Gestural interaction has evolved from a set of novel interaction techniques developed in research labs, to a dominant interaction modality used by millions of users everyday. Despite its widespread adoption, the design of appropriate gesture vocabularies remains a challenging task for developers and designers. Existing research has largely used Expert-Led, User-Led, or Computationally-Based methodologies to design gesture vocabularies. These methodologies leverage the expertise, experience, and capabilities of experts, users, and systems to fulfill different requirements. In practice, however, none of these methodologies provide designers with a complete, multi-faceted perspective of the many factors that influence the design of gesture vocabularies, largely because a singular set of factors has yet to be established. Additionally, these methodologies do not identify or emphasize the subset of factors that are crucial to consider when designing for a given use case. Therefore, this work reports on the findings from an exhaustive literature review that identified 13 factors crucial to gesture vocabulary design and examines the evaluation methods and interaction techniques commonly associated with each factor.

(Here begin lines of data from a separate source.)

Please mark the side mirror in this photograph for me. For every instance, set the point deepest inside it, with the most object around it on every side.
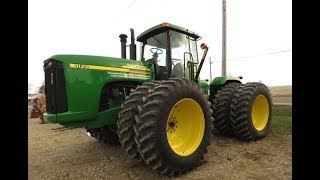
(203, 46)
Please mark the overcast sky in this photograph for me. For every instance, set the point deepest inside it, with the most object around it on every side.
(259, 32)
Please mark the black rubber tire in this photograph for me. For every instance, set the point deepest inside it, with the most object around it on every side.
(150, 128)
(241, 109)
(221, 108)
(107, 135)
(126, 120)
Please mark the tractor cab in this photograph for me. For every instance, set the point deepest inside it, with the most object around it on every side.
(171, 49)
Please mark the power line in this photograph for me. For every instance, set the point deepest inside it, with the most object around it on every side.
(247, 57)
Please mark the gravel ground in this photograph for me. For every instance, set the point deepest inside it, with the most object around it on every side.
(71, 154)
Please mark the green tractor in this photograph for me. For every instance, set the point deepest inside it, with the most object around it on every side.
(157, 108)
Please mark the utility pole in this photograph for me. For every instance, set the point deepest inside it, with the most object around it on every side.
(210, 68)
(224, 29)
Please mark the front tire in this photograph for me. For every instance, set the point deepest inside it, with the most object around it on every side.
(173, 127)
(126, 121)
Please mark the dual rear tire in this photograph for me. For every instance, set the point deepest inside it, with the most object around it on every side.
(170, 128)
(244, 111)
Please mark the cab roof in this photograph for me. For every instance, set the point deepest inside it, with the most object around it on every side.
(162, 28)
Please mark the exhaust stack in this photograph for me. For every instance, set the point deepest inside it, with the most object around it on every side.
(123, 40)
(133, 47)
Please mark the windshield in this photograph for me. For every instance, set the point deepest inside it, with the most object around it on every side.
(155, 49)
(183, 50)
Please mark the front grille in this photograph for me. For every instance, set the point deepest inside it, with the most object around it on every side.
(55, 87)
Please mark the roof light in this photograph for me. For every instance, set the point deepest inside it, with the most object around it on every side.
(165, 24)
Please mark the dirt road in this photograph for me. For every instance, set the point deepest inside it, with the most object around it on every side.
(71, 154)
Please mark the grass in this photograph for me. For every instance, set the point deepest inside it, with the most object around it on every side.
(281, 119)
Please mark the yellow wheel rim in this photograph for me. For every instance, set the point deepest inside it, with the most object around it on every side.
(185, 127)
(260, 112)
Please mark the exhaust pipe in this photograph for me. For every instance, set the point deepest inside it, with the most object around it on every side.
(133, 47)
(123, 40)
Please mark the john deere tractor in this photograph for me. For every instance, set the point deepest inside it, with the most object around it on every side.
(157, 108)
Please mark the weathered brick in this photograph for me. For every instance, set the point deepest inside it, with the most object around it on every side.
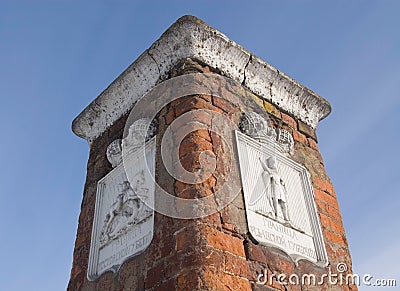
(312, 143)
(323, 185)
(326, 198)
(289, 120)
(331, 224)
(224, 242)
(255, 252)
(271, 109)
(299, 137)
(335, 238)
(225, 105)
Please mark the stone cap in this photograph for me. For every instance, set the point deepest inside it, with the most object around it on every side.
(190, 37)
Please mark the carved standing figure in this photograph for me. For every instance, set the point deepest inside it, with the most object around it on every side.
(275, 187)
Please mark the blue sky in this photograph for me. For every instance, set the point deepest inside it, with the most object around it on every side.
(57, 56)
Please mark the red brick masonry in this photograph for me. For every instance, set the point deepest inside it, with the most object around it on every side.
(215, 252)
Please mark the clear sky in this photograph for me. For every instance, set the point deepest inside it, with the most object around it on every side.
(57, 56)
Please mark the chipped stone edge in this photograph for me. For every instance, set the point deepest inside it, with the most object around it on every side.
(190, 37)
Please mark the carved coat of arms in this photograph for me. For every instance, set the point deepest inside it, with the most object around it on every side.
(278, 194)
(124, 216)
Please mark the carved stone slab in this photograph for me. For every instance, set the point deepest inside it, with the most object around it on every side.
(279, 201)
(124, 218)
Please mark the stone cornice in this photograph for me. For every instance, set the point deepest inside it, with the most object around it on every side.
(189, 37)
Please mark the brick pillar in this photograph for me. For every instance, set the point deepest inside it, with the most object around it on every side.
(215, 252)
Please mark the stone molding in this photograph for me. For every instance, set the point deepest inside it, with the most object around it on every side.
(189, 37)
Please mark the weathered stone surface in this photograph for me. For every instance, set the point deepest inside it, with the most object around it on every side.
(215, 252)
(189, 37)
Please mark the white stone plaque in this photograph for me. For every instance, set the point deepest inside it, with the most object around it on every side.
(124, 217)
(279, 200)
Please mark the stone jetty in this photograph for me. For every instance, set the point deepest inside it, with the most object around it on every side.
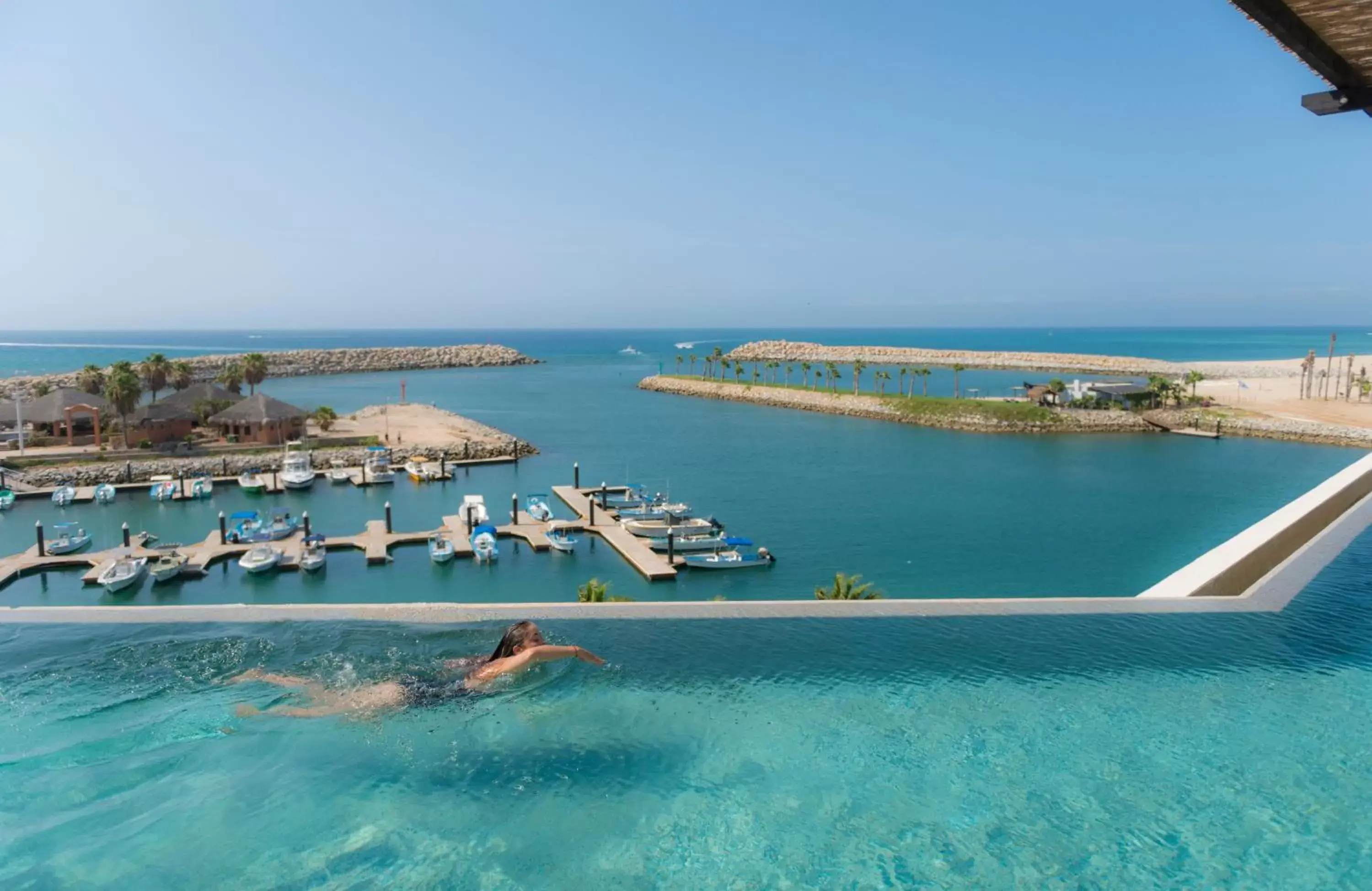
(309, 363)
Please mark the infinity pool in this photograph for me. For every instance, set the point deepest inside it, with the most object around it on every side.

The identified factors also enable a holistic examination of existing gesture design methodologies from a factor-oriented viewpoint and highlighting the strengths and weaknesses of each methodology. This work closes with proposals of future research directions of developing an iterative user-centered and factor-centric gesture design approach as well as establishing an evolving ecosystem of factors that are crucial to gesture design.

Publisher

Association for Computing Machinery (ACM)

Subject

Human-Computer Interaction

Reference390 articles.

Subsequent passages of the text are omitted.